ガラクタを素材にした展示準備が進む中、蒼太はひかりとの共同作業に永遠を感じ始めていた。しかし、その穏やかな時間は、彼女を「外の世界」へ連れ出しに来た友人たちの闖入によって無残に切り裂かれる。楽しげに去っていくひかりの背中を見送りながら、蒼太は自分たちの時間が彼女にとっての「休憩」に過ぎなかったことを痛感し、再び凍てついた孤独の監獄へと引き戻されていく。
夜明けの逃走
一人、ガラクタのアトリエに残された僕。
さっきまでの温かい空気は、もうどこにもない。
インクと埃と、そして僕自身の冷たい絶望の匂いだけが満ちていた。
僕は再び誰にも触れさせることのない凍てついた監獄の中で、ただ一人、静かに呼吸を再開した。

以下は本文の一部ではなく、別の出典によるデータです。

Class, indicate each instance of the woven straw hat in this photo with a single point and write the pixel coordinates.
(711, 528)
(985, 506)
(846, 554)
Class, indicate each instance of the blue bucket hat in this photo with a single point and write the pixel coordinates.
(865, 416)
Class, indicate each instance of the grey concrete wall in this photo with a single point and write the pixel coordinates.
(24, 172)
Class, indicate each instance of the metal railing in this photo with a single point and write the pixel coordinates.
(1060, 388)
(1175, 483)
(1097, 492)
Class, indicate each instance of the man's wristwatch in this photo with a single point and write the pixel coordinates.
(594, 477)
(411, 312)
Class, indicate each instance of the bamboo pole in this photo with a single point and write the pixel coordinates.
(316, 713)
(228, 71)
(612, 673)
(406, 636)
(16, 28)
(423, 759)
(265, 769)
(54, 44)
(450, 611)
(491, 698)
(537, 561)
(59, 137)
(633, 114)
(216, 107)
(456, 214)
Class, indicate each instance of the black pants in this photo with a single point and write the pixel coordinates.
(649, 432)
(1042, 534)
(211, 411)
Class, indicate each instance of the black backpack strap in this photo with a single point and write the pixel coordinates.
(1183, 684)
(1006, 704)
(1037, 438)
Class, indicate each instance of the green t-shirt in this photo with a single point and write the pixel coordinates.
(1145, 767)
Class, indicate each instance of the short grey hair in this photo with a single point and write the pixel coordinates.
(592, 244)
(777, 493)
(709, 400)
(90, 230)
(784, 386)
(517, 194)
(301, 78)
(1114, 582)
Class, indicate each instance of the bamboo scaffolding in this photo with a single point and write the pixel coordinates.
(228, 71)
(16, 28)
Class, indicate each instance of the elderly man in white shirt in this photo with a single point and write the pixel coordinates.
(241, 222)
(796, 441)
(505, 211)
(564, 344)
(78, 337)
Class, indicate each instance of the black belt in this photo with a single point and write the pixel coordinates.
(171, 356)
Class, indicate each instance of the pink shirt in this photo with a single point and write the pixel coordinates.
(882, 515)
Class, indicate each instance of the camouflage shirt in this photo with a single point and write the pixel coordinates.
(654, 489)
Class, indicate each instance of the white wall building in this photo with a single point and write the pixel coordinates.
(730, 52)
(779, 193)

翌朝、教室に入った僕を待っていたのは、逃れようのない現実のノイズだった。
僕が透明な壁の向こうに隠したはずの耳に、無邪気な刃のような会話が突き刺さる。
「ねえ、昨日のグルチャに流れてきた写真見た? カラオケの」
「あー、見た見た! ひかりと大和くんが並んで座ってるやつでしょ? マジでバグってる、加工なしであのクオリティはエグいって」
「大和くん、バスケ部のキャプテンの時もヤバいけど私服とか反則だよね。ひかりと並んでると本当にお似合いっていうか……あれ付き合ってんの?」
「だよね。あそこだけオーラ違うし、完全にあっち側の人間だわ」
大和。
バスケ部キャプテン。
僕が一生かかっても手に入れられない、肉体的な躍動と迷いのない自信を象徴する肩書き。
スマホの画面の中で共有され、瞬く間にクラスの「共通言語」となっていく彼らの輝き。
僕はそのグループラインに入っていないどころか、スマホすら持っていない。
彼らが昨日、どんな曲を歌い、どんな風に笑い合ったのか、僕には知る術もないし、知る資格もない。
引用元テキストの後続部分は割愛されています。